New Testament Inspired:
Beautiful Quaker Words: James Nayler’s Deathbed Testimony
There is a spirit which I feel that delights to do no evil, nor to revenge any wrong, but delights to endure all things, in hope to enjoy its own in the end. Its hope is to outlive all wrath and contention, and to weary out all exaltation and cruelty, or whatever is of a nature contrary to itself. It sees to the end of all temptations. As it bears no evil in itself, so it conceives none in thought to any other. If it be betrayed, it bears it, for its ground and spring is the mercies and forgiveness of God. Its crown is meekness, its life is everlasting love unfeigned; it takes its kingdom with entreaty and not with contention, and keeps it by lowliness of mind. In God alone it can rejoice, though none else regard it, or can own its life. It is conceived in sorrow, and brought forth without any to pity it; nor doth it murmur at grief and oppression. It never rejoiceth but through sufferings; for with the world's joy it is murdered. I found it alone, being forsaken. I have fellowship therein with them who lived in dens and desolate places of the earth, who through death obtained this resurrection and eternal holy life.
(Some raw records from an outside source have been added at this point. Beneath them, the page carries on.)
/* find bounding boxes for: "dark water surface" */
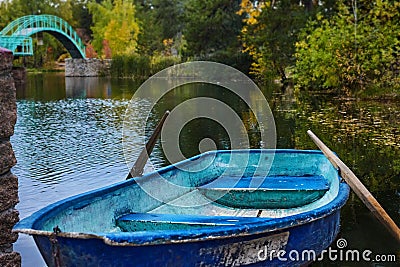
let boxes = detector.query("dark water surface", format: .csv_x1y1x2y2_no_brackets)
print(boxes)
11,73,400,266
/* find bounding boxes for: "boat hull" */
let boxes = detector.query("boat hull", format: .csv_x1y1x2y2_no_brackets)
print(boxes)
34,210,340,266
14,150,349,266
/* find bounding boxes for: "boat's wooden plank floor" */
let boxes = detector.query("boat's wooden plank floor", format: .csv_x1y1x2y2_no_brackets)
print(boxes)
149,189,259,217
201,175,329,191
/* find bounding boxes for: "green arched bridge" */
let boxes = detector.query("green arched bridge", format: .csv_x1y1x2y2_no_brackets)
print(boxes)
0,15,85,58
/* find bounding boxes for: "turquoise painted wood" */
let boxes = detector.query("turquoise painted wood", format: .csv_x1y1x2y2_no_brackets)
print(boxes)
0,15,86,58
199,175,329,209
14,150,349,266
117,213,265,232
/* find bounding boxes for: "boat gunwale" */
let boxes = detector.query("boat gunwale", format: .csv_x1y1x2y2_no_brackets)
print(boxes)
13,149,350,246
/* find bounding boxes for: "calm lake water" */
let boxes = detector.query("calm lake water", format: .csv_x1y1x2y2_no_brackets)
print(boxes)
11,73,400,266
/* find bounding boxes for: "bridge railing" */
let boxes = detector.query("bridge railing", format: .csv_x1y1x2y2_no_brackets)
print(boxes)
0,15,85,57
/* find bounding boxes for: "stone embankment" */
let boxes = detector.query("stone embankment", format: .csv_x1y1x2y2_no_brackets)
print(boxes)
0,48,21,266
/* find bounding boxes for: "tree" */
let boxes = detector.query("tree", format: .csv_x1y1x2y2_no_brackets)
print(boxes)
183,0,242,58
238,0,332,83
295,1,400,93
89,0,139,55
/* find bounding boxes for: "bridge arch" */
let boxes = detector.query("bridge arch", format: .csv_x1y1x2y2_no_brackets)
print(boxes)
0,15,86,58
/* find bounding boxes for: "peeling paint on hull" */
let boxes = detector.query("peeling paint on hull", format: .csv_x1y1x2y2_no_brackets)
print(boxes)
15,150,349,266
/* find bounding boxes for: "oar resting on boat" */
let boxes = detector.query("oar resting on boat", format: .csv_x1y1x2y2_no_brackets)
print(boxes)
307,130,400,243
14,149,349,266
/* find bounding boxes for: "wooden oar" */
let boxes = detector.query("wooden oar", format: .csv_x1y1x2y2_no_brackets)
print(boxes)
307,130,400,243
126,110,169,180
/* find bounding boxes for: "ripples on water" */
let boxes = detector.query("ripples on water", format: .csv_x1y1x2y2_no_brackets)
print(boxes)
11,74,400,266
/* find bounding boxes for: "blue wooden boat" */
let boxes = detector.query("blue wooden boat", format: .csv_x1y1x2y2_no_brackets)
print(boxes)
14,150,349,266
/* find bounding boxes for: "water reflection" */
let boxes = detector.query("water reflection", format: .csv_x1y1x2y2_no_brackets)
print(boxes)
11,73,400,266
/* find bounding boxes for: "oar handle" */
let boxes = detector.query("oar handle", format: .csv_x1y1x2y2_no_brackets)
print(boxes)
126,110,169,180
307,130,400,243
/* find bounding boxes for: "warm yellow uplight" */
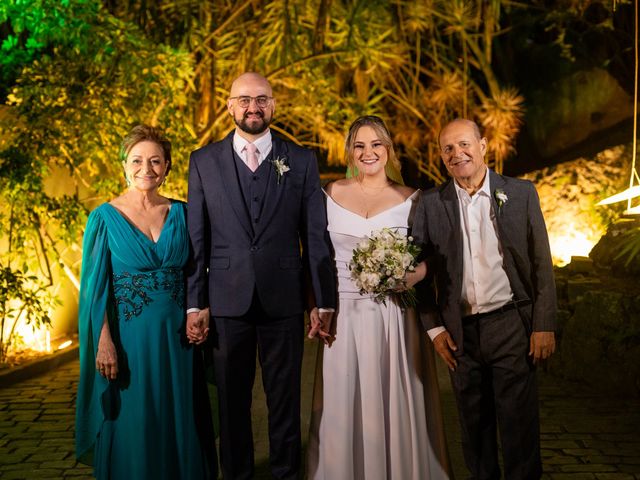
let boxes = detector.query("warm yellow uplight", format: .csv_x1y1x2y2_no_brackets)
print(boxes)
596,185,640,205
58,340,73,350
549,223,601,267
15,319,51,352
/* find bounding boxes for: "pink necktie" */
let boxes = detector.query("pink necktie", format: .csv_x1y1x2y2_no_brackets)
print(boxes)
245,143,258,172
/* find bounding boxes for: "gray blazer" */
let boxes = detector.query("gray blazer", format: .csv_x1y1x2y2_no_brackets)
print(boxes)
412,170,556,355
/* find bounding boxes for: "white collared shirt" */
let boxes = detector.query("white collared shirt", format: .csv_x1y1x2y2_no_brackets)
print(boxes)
427,169,513,340
233,129,272,166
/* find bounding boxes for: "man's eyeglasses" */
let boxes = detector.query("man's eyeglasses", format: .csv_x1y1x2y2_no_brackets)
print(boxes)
229,95,273,108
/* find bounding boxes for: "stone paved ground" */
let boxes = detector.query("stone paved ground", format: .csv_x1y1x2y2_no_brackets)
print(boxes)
0,344,640,480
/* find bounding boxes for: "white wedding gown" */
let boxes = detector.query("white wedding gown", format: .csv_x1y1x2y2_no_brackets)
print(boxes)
307,192,450,480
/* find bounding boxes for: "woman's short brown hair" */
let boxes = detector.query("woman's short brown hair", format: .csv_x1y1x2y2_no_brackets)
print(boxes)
120,125,171,175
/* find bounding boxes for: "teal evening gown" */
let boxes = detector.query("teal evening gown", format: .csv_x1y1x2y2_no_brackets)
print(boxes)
76,201,216,480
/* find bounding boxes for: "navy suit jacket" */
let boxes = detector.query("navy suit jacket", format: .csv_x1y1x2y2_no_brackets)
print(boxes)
412,170,556,355
187,132,336,317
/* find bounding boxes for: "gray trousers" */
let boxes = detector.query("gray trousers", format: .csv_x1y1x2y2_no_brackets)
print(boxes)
451,309,542,480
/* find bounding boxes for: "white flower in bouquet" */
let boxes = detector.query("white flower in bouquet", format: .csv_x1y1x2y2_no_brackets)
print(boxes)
349,228,420,307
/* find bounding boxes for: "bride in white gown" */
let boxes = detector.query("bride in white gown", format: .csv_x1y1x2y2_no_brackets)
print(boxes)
308,116,450,480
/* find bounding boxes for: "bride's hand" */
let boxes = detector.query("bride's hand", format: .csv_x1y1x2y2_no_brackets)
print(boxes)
400,261,427,291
Thou wast with me when I fled from the face of mine enemies: then didst Thou warn me in the night: Thou carriedst me in Thy power into the hiding-place Thou hadst prepared for me: there Thou coveredst me with Thy Hand that in time Thou mightst bring me forth a rock before all the world. When I was weak Thou stayedst me with Thy Hand, that in Thy time Thou mightst present me to the world in Thy strength in which I stand, and cannot be moved. Praise the Lord, O my soul. Let this be written for those that come after. Praise the Lord.

Kenneth Boulding’s Nayler Sonnets:
9. It sees to the end of all temptations

What is the end of greed but emptiness,
And what the end of a determined lust
But staleness, unfulfillment, sick disgust,
A debt of pride unpaid, and no redress?
Always we give the more, and gain the less
In bargaining with the ambassadors of dust:
Who, knowingly, would rate their contract just—
Ten future “No’s” for one sweet present “Yes”!
Need we but sight to run from every shame,
The sight that sees the future opened bare?
Or does a doom, writ with a darker name,
Condemn us to a tunnel of despair?
Not sight alone, but Will, by love made free
Can make us walk the pilgrim way we see.